Conversely, increasing the collection, i.e. the flexion of the haunches, including a lowering of the croup, raises the withers and elevates the horse’s head and neck, and it increases the shoulder freedom.
Colonel Hans von Heydebreck, one of the authors of the German army riding instruction, competitor, judge, and leading authority on dressage theory in the early 20th century summarizes this point (Die deutsche Dressurprüfung, 1928, 16f.): “The lowering of the croup and the elevation of the forehand are closely interrelated; for, on the one hand, the elevation is the result of the flexion of the haunches. On the other hand, it serves as the means to determine precisely the degree to which the hind legs are burdened. By shifting the neck vertebrae up and back, it enables the rider to use the bit and reins as leverage against the back and hindquarters. This requires that the elevation is combined with willing submission of the poll, because it is the only way in which the permeability necessary for the correct rein effects can be achieved.”
A logical consequence of these three main factors is that as the elevation of the head and neck increases, the longitudinal flexion of the neck and poll has to increase as well, in order to maintain an angle between rein and jaw that allows the rein aids to be transmitted properly, and the haunches have to flex more in their hip and hock joints, and the croup has to be lowered. The lower the head and neck are carried, the more stretched out the neck has to be, i.e. the longitudinal flexion is smaller, in order to maintain the right rein-jaw angle and a sufficient connectivity between the individual vertebrae. The collection is lower, the hip and hock joints are less flexed, and the croup is not lowered.
The Old Masters would argue that the deep and overflexed method with its excessive curling up of the neck puts the horse onto the forehand, not allowing the rider to confirm the horse in the direction of the haunches, since a true flexion of the haunches is only possible with an increased elevation. A deep head and neck position is incompatible with flexed haunches, and flexed haunches are synonymous with collection.

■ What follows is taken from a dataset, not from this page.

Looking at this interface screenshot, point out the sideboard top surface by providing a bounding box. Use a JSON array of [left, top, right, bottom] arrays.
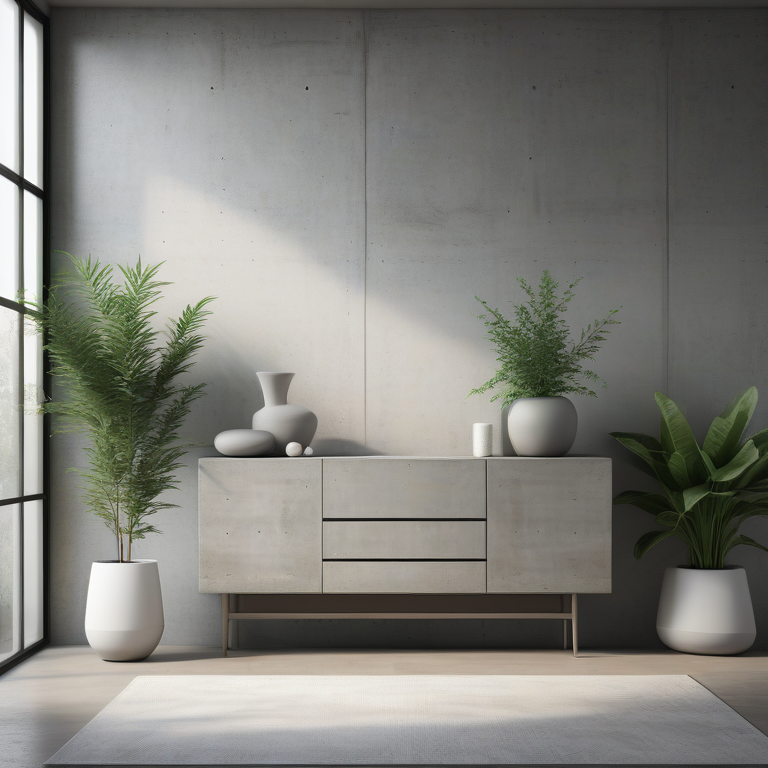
[[200, 454, 611, 462]]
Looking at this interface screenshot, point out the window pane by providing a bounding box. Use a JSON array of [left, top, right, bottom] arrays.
[[23, 319, 45, 496], [0, 176, 19, 301], [24, 13, 43, 187], [0, 307, 21, 499], [0, 0, 19, 172], [24, 501, 43, 648], [24, 192, 43, 301], [0, 504, 20, 661]]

These very brief descriptions demonstrate that the deep and overflexed training method violates several classical principles. Its extreme lateral flexions can easily disconnect the neck from the rest of the horse’s body, which creates an energy leak, similar to a hole in a garden hose through which the water escapes. Its extreme longitudinal flexion can create an additional false bend in which the rein aids get stuck, and it does not permit the rein aids to meet the horse’s jaw at the right angle. The extremely low position of the ensemble of the head and neck restricts the horse’s shoulder freedom and does not permit the rider to bend the joints of the hindquarters by borrowing weight from the horse’s head and neck and transferring it to the haunches. Collection in the classical sense is therefore difficult, if not impossible, to achieve.